Photography by Kevin A. Roberts
St. Louis is experiencing something of an Italian Renaissance. Need proof? Check out this month's cover story. A local cuisine that was once synonymous with red sauce and layers of cheese has evolved into a far larger menu of options, with healthy ingredients and big names lending new takes on the city’s most famous food.
Respected chefs Patrick Connolly, Gerard Craft, and Justin Haifley—all of whom gained followings while turning out other types of cuisine—have each opened Italian restaurants in the past year. Craft’s ever-packed Pastaria creates fresh noodles in a giant window facing Forsyth Boulevard. The restaurant also bakes Neapolitan pizzas in a wood-burning oven, an approach similar to that at Connolly’s Basso (Italian for “low”), in the basement of The Cheshire. While the pies aren’t St. Louis–style, they both lean hard on local ingredients. And at Cucina Pazzo, Haifley oversees a bustling kitchen that serves up inventive small plates. All three restaurants have introduced a dining style with more modest portions, a change that’s drawn new audiences looking for lighter dishes.
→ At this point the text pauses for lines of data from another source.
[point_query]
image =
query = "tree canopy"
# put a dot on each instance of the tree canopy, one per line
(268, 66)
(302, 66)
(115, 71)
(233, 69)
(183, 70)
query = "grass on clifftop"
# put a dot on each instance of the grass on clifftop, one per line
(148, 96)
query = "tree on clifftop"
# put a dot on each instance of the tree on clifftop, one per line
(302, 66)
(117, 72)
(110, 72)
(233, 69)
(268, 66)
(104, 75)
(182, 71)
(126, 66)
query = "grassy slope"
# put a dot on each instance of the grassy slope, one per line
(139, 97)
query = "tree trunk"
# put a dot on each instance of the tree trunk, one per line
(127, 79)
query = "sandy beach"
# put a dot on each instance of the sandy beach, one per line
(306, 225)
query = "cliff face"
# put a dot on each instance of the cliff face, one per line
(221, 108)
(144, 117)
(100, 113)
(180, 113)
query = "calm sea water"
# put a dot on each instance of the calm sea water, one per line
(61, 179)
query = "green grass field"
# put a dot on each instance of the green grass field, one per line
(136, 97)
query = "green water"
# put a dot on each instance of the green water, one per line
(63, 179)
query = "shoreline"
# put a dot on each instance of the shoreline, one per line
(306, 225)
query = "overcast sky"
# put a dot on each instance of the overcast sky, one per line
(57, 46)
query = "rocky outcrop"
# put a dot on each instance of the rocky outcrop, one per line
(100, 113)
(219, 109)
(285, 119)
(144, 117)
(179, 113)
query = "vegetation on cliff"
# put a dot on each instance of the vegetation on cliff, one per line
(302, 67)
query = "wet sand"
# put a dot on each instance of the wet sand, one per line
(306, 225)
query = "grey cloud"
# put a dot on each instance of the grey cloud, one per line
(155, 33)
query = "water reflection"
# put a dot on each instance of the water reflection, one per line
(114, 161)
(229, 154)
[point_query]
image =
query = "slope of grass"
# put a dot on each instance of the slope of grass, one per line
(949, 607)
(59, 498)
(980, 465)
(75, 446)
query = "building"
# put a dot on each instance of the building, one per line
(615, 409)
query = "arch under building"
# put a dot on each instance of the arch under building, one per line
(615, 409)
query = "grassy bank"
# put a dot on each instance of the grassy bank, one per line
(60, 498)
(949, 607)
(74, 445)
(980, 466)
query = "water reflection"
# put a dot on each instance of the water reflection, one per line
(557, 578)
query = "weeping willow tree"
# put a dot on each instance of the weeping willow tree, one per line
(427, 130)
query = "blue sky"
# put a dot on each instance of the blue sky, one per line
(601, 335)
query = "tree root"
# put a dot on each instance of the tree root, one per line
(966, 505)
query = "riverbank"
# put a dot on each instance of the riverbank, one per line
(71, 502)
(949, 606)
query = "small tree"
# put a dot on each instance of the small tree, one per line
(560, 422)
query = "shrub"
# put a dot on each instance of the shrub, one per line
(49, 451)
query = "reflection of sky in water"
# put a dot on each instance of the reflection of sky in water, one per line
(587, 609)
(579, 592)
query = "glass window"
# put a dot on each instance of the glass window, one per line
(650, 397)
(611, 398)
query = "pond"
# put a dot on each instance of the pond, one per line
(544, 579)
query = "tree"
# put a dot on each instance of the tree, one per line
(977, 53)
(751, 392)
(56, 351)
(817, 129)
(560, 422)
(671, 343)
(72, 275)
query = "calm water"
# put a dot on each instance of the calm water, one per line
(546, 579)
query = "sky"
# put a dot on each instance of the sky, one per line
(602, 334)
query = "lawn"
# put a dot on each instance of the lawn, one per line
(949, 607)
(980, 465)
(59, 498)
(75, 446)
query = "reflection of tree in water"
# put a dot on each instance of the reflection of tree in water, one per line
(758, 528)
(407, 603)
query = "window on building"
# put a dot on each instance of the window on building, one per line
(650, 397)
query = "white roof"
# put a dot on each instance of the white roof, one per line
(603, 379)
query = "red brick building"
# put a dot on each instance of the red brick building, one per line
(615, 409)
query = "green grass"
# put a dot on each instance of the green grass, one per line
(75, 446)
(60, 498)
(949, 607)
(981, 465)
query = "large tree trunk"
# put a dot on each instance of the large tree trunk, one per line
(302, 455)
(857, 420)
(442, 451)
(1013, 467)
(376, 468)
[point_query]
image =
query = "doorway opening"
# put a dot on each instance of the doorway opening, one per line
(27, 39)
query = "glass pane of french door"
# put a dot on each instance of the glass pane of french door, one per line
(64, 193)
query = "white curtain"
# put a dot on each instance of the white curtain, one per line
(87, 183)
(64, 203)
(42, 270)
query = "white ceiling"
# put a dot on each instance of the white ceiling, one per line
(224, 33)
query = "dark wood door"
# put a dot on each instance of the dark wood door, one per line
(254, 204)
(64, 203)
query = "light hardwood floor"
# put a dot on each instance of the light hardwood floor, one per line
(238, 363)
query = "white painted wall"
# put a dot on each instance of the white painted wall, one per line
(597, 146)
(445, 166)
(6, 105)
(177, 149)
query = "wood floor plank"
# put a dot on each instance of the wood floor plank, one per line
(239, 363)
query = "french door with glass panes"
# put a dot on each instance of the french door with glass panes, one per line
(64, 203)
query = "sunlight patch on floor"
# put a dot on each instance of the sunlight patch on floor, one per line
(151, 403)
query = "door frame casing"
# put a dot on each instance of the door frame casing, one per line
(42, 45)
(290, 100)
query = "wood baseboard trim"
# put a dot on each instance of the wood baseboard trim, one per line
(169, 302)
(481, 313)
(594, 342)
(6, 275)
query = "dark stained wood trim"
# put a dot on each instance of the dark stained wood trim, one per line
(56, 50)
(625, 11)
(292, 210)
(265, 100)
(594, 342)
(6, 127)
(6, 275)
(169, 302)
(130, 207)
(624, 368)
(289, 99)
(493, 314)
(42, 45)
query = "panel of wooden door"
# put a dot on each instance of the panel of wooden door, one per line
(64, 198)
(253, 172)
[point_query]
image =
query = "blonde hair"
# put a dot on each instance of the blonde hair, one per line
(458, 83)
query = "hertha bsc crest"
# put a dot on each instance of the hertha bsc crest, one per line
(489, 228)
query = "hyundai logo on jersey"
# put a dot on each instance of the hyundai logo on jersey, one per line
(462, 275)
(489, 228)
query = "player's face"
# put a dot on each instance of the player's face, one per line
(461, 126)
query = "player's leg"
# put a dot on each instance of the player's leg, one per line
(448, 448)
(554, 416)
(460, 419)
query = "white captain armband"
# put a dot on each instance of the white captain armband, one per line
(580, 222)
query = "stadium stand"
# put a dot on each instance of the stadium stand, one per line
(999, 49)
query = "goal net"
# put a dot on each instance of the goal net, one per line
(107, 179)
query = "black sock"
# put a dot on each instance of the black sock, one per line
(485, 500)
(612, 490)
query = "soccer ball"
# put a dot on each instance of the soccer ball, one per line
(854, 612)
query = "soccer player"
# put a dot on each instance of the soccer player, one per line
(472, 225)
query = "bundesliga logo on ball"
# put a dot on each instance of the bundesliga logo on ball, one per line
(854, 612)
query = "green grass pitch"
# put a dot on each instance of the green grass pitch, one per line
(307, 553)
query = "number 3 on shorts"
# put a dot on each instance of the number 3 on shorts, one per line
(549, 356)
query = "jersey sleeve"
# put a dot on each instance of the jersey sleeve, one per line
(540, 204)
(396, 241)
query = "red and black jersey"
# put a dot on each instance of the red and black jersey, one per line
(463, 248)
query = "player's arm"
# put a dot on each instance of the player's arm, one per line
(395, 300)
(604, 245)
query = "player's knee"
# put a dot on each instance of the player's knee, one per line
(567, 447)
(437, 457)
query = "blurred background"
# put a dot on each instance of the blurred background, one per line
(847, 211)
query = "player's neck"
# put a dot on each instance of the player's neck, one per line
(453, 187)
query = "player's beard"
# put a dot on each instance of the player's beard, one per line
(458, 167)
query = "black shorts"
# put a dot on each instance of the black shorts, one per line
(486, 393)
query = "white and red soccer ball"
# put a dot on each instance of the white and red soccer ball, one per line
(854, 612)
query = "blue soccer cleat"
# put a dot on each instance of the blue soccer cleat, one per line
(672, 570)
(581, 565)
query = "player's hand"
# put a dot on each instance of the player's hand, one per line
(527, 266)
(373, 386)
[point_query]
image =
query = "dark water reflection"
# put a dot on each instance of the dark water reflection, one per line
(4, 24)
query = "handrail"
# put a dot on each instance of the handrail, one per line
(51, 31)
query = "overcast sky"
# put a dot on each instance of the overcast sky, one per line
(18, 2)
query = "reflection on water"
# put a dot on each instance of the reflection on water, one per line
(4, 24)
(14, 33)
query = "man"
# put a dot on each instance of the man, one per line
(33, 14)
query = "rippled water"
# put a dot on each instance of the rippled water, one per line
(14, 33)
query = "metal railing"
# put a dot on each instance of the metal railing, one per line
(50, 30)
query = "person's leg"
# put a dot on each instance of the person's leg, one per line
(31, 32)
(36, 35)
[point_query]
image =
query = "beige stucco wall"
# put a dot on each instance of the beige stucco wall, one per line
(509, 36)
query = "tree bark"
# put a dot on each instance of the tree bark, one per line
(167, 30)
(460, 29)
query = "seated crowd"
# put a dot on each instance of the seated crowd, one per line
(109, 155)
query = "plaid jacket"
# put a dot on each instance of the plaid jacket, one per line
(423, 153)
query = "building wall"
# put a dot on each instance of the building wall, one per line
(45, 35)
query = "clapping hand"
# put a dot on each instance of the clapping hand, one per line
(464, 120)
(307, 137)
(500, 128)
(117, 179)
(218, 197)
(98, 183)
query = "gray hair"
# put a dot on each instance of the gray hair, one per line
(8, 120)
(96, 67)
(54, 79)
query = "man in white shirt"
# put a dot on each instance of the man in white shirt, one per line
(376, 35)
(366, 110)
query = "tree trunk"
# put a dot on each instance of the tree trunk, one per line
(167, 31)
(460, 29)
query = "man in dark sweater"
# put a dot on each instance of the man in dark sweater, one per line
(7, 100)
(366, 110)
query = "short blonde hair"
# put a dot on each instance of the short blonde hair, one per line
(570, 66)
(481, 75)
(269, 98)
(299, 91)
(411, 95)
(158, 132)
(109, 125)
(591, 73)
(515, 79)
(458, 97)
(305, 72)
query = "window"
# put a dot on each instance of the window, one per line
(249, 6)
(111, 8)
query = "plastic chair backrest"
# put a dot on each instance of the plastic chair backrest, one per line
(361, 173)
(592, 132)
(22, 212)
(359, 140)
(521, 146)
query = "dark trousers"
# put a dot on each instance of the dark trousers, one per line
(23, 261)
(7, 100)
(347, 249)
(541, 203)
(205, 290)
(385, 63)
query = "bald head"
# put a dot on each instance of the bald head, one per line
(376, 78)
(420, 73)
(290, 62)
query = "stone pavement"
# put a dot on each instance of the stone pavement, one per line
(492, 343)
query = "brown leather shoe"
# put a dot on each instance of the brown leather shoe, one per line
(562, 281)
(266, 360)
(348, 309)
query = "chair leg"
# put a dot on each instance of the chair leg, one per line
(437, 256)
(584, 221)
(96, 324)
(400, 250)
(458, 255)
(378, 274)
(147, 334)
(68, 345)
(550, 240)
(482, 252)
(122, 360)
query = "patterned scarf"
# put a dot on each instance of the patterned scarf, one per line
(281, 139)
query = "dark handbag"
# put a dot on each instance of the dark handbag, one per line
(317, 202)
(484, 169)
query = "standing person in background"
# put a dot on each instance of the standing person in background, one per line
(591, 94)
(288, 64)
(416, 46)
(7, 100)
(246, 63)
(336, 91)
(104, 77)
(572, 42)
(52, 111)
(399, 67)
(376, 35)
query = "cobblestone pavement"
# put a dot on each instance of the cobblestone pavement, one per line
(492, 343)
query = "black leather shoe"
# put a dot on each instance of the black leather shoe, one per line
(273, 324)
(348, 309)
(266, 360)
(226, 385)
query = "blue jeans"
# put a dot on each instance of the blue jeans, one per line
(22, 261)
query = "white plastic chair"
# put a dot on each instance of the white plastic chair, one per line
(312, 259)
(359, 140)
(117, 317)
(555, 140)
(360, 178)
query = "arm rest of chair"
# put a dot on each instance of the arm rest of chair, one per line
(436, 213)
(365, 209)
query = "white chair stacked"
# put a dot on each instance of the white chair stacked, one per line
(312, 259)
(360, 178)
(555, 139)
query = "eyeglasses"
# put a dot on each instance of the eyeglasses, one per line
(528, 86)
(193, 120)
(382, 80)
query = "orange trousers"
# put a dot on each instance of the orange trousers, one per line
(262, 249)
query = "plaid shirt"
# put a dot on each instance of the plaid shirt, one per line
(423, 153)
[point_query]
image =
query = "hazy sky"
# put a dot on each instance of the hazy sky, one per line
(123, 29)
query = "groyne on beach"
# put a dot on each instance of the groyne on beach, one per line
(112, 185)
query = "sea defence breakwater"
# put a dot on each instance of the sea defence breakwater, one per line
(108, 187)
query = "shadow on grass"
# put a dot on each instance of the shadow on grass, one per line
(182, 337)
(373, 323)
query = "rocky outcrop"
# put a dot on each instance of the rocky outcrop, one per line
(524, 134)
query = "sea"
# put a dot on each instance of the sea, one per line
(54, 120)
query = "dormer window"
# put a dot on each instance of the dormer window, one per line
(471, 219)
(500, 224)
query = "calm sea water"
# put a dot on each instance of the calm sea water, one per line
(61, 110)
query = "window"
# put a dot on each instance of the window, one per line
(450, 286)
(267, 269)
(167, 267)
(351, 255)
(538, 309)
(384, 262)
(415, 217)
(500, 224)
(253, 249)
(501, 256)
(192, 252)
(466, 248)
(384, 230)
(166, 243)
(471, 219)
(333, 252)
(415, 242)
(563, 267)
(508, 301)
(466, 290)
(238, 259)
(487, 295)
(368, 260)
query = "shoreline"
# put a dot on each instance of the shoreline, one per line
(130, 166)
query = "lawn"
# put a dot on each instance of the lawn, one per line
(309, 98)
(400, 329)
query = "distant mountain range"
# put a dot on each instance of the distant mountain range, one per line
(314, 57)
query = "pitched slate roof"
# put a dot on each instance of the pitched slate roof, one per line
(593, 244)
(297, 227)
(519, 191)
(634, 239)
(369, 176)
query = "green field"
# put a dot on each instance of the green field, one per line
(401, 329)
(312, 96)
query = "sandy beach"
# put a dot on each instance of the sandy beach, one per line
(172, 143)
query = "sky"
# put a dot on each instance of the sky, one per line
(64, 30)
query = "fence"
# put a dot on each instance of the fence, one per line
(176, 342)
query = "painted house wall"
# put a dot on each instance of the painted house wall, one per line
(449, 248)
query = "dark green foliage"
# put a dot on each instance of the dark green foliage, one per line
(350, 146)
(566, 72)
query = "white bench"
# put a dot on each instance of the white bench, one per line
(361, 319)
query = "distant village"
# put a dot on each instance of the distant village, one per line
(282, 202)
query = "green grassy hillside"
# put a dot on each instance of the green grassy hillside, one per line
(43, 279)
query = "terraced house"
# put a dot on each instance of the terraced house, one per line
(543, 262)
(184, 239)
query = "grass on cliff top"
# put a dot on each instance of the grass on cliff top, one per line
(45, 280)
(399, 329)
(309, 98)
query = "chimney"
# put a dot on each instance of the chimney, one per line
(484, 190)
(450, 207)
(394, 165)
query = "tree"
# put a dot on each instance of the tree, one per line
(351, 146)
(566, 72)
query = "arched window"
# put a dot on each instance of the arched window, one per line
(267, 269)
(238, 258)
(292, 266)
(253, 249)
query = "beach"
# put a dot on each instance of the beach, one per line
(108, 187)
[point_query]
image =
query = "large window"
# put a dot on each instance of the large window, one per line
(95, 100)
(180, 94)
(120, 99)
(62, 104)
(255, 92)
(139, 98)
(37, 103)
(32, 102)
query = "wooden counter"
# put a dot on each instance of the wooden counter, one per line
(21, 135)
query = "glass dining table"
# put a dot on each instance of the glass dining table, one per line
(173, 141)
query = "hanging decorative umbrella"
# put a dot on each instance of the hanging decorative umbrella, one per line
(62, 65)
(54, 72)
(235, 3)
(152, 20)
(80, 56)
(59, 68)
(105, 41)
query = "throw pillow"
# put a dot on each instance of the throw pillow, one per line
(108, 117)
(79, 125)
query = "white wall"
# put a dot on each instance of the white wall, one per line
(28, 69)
Then there are the evolving atmospheres. Many restaurants have traded checkered tablecloths for wooden tables, stuffy dining rooms for open kitchens. In Rock Hill, Katie’s Pizza & Pasta started unconventionally (with help from a Kickstarter campaign) and continues to break the rules, with remastered Italian films playing over the bar, rather than a lounge singer doing his best Dean Martin. Again, the risk has paid off: Crowds are flocking to the strip-mall location.
Still, those longing for tradition need not sink into self-pity. The neighborhood that started it all holds its own with these far-flung challengers. Dominic’s and Giovanni’s still deliver old-school service, Gioia’s Deli and Adriana’s serve up generous sandwiches, and DiGregorio’s Market and J. Viviano & Sons remain ideal stops on a Saturday afternoon. The Hill, that bastion of all things Italian, will never be outdone.
St. Louis has found room for both the old masters and the contemporary experts—with a plate of T-ravs on the side. Lobster-stuffed or classic.